At the MongoDB .Local NYC 2023 event, Mark Porter (pictured), chief technology officer of MongoDB, took the stage to share insights on MongoDB’s developer-focused approach, the integration of AI capabilities into its platform and the importance of scalable distributed systems. Porter’s vision and expertise shed light on the future of AI and how MongoDB is positioned to meet the evolving needs of developers and businesses.

“Hundreds of companies use MongoDB as the foundation of their AI apps,” Porter told theCUBE during the event. “And that’s because it’s distributed, it’s scalable, it’s flexible and it’s easy to work against.”

Porter spoke with theCUBE industry analyst John Furrier at the MongoDB .local NYC event, during an exclusive broadcast on theCUBE, SiliconANGLE Media’s livestreaming studio. They discussed MongoDB’s role in shaping the future of AI and scalable distributed systems. (* Disclosure below.)

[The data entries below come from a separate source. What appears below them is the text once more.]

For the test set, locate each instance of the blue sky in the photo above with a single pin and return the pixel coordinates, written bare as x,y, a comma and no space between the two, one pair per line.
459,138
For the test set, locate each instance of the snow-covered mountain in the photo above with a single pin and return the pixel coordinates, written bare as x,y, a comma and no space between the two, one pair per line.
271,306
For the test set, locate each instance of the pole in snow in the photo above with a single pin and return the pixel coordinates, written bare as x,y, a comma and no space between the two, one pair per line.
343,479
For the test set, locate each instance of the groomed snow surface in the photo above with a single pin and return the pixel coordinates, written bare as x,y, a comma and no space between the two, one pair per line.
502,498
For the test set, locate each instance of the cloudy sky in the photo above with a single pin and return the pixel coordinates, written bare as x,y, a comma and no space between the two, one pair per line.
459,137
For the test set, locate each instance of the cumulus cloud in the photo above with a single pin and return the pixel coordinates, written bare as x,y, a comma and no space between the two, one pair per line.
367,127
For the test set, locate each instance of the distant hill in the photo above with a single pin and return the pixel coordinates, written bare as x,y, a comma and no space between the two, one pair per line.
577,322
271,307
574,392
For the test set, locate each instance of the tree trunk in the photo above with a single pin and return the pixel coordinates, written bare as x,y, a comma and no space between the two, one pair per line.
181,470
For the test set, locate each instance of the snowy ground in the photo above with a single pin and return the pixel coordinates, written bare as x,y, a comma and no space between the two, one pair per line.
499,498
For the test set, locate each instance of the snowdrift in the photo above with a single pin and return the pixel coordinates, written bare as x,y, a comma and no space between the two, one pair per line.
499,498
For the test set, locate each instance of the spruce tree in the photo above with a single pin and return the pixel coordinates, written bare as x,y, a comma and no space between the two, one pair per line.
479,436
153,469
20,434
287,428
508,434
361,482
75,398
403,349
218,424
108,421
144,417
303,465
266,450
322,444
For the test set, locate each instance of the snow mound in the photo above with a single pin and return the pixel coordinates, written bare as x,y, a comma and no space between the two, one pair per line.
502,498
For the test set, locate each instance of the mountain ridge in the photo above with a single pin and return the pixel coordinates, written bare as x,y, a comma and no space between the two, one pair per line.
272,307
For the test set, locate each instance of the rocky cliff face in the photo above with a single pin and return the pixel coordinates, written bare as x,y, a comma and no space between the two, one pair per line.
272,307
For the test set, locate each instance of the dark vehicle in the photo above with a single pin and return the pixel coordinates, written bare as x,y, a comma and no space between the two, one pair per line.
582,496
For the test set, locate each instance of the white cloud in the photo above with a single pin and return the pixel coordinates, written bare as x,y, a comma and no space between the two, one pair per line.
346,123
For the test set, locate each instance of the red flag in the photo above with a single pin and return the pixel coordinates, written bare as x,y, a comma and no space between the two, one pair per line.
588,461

MongoDB’s developer-focused approach and integration of AI

MongoDB .local NYC 2023 kicked off with a focus on developer-first platforms and the power of MongoDB’s distributed system. The company’s document model is an important part of enabling the flexible data structures needed for AI applications. There is a growing trend of enhancing applications with AI, and developers can leverage MongoDB’s distributed document data model to incorporate AI directly into their apps. While MongoDB is not solely an AI company, it serves as the foundation for numerous AI applications due to its scalability, flexibility and ease of use, according to Porter.

The integration of AI capabilities into the MongoDB platform opens up new possibilities for developers to build innovative apps that leverage the power of AI.

“What’s happening is people are enhancing their apps with AI,” Porter said. “If you think about having a document data model and that document data model is distributed across a large MongoDB estate, what developers can now do with the vector search technology released today … they can build apps that incorporate AI directly into their apps.”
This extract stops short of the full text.